Dangerous penicillin reactions, in patients with a special sensitivity to the drug, can range from fever, itching and swollen joints to sudden death from anaphylactic shock, an extreme allergic reaction.* Previous tests for penicillin sensitivity have been too slow and cumbersome for everyday use, but a new test is now available that quickly screens out potentially fatal cases.

Working at a U.S. Army hospital in Augsburg, West Germany, Major Vernon M. Smith put one drop of standard penicillin solution inside the lower eyelid of his subjects, and another drop on a light scratch made on the arm with a hypodermic needle. If within 20 minutes the eye did not become red, itchy or swollen, and if the inflamed area on the arm was no more than 1 cm. in diameter, it was considered safe to give the subject a full shot of the antibiotic. Only one man had a mild unfavorable reaction to the test itself; of more than 1,300 others, 25 gave a danger-signal reaction. One of these, a soldier suspecting venereal disease, ignored the warning, went to a private physician and demanded penicillin. He got it. Within five minutes he was dead.

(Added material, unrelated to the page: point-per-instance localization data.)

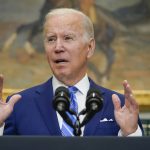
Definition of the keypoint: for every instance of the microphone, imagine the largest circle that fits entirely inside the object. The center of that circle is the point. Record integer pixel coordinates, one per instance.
(94, 104)
(61, 103)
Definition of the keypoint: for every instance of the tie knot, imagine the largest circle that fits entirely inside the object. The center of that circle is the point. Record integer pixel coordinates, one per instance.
(73, 89)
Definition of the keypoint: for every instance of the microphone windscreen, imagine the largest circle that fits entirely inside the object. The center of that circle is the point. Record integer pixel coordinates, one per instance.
(92, 90)
(62, 89)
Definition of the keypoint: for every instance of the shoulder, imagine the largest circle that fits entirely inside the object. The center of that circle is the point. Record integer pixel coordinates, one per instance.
(33, 91)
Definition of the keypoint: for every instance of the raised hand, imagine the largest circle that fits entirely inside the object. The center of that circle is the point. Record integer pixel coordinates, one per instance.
(126, 116)
(6, 108)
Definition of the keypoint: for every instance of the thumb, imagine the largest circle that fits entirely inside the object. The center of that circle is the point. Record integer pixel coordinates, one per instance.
(116, 101)
(15, 98)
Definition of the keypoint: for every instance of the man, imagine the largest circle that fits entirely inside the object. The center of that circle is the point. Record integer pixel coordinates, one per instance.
(69, 43)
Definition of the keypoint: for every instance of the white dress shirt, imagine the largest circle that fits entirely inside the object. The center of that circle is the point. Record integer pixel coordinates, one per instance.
(83, 86)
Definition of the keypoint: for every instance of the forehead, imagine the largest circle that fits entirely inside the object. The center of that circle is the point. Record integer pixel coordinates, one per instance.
(64, 22)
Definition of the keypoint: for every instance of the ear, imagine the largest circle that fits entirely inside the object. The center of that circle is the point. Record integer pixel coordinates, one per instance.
(91, 47)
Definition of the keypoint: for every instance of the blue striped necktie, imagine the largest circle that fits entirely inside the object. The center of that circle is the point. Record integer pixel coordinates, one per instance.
(66, 129)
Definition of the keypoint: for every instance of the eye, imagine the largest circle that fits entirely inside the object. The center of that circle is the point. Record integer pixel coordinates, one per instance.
(68, 38)
(51, 39)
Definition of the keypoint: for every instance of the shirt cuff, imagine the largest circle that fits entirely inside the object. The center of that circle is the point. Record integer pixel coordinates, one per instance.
(2, 129)
(138, 132)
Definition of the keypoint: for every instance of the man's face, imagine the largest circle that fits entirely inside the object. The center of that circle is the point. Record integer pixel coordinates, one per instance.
(67, 49)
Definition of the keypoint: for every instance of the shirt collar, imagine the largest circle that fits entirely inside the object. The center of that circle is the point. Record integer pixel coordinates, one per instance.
(83, 85)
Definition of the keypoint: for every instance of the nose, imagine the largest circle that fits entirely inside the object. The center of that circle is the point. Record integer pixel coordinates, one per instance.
(59, 46)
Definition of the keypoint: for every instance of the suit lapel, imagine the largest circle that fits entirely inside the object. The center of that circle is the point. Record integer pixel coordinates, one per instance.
(90, 127)
(44, 100)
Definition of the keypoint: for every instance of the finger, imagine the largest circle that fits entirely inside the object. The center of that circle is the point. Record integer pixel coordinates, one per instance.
(116, 102)
(15, 98)
(1, 85)
(129, 97)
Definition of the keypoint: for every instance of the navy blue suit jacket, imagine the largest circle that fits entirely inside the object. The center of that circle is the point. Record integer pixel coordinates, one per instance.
(35, 115)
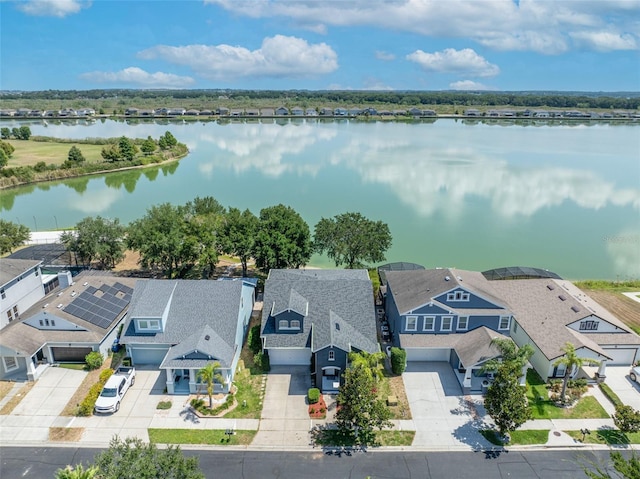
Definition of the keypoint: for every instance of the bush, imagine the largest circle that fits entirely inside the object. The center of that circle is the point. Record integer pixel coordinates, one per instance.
(255, 344)
(94, 360)
(398, 360)
(627, 419)
(313, 395)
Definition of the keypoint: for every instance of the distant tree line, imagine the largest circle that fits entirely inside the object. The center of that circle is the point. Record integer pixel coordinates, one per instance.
(185, 241)
(621, 100)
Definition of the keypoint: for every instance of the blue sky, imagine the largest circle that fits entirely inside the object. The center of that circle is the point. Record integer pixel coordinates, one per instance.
(567, 45)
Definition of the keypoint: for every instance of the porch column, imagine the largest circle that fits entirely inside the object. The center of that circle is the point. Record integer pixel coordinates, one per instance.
(602, 371)
(170, 383)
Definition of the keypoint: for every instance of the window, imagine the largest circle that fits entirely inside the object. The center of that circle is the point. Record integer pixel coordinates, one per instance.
(505, 322)
(446, 323)
(429, 323)
(412, 323)
(589, 326)
(10, 363)
(463, 322)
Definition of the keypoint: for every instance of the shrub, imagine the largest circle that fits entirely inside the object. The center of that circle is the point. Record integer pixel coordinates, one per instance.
(627, 419)
(255, 344)
(398, 360)
(313, 395)
(94, 360)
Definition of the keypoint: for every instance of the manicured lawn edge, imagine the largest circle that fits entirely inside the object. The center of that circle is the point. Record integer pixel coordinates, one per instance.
(200, 436)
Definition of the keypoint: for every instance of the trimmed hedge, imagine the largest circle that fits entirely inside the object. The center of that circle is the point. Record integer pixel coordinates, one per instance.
(313, 395)
(398, 360)
(88, 403)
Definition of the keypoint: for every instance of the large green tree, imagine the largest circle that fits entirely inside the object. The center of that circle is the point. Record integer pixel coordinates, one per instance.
(209, 375)
(283, 239)
(351, 239)
(97, 239)
(506, 400)
(238, 235)
(12, 235)
(163, 239)
(361, 412)
(571, 361)
(133, 459)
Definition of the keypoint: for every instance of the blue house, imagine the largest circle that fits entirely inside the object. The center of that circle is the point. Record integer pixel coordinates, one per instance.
(315, 318)
(446, 315)
(180, 326)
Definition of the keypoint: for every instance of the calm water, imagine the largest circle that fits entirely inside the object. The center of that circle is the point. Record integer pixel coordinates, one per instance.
(454, 193)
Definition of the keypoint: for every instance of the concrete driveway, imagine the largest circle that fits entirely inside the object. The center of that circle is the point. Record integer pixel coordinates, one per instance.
(628, 391)
(285, 418)
(442, 416)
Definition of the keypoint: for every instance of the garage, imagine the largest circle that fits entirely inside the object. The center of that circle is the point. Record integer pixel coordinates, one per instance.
(153, 356)
(428, 354)
(69, 354)
(621, 356)
(290, 356)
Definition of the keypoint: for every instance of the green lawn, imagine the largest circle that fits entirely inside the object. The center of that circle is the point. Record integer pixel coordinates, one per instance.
(588, 407)
(518, 438)
(29, 152)
(607, 436)
(200, 436)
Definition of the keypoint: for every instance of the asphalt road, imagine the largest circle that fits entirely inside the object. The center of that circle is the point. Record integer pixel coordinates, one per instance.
(41, 463)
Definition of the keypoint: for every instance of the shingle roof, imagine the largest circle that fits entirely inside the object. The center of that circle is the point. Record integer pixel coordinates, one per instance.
(27, 340)
(12, 268)
(332, 297)
(197, 308)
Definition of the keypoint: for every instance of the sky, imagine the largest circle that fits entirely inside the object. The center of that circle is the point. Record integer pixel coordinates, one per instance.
(501, 45)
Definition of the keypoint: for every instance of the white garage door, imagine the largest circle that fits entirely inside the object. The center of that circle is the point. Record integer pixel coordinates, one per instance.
(293, 356)
(620, 356)
(148, 356)
(428, 354)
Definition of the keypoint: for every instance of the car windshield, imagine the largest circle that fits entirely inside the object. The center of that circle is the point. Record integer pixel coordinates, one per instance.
(108, 393)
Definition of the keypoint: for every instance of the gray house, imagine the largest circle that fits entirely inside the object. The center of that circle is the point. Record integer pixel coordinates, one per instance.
(180, 326)
(315, 318)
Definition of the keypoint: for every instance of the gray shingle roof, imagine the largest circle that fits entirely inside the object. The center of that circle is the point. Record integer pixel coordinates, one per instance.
(342, 297)
(12, 268)
(197, 308)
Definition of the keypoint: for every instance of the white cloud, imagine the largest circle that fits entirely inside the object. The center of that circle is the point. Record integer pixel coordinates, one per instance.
(605, 41)
(138, 76)
(546, 27)
(278, 56)
(52, 8)
(449, 60)
(468, 85)
(385, 56)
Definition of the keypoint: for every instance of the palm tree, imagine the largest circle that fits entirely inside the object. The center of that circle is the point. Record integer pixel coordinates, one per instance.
(368, 361)
(509, 353)
(78, 473)
(210, 375)
(571, 360)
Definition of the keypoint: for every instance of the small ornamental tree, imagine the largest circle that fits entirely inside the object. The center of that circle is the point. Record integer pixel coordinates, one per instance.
(506, 400)
(627, 419)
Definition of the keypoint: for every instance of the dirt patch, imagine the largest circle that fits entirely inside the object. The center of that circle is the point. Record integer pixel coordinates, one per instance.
(14, 401)
(65, 434)
(626, 309)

Dr. Smith's test fails to screen out patients who may have reactions that develop more slowly. But for them there was good news also. Two doctors at the U.S. Naval Hospital in Great Lakes, Ill. reported that injections of penicillinase (an enzyme that destroys penicillin in the body), given along with antihistamines, will clear up most cases of rashes, fever, swelling and painful joints caused by penicillin.

*Penicillin and aspirin, the two drugs used for the greatest number of patients, are also, the two that cause the greatest number of harmful reactions. Commonest aspirin reactions are allergic, especially in asthmatics; massive overdosing (usually seen in small children) may cause coma and death.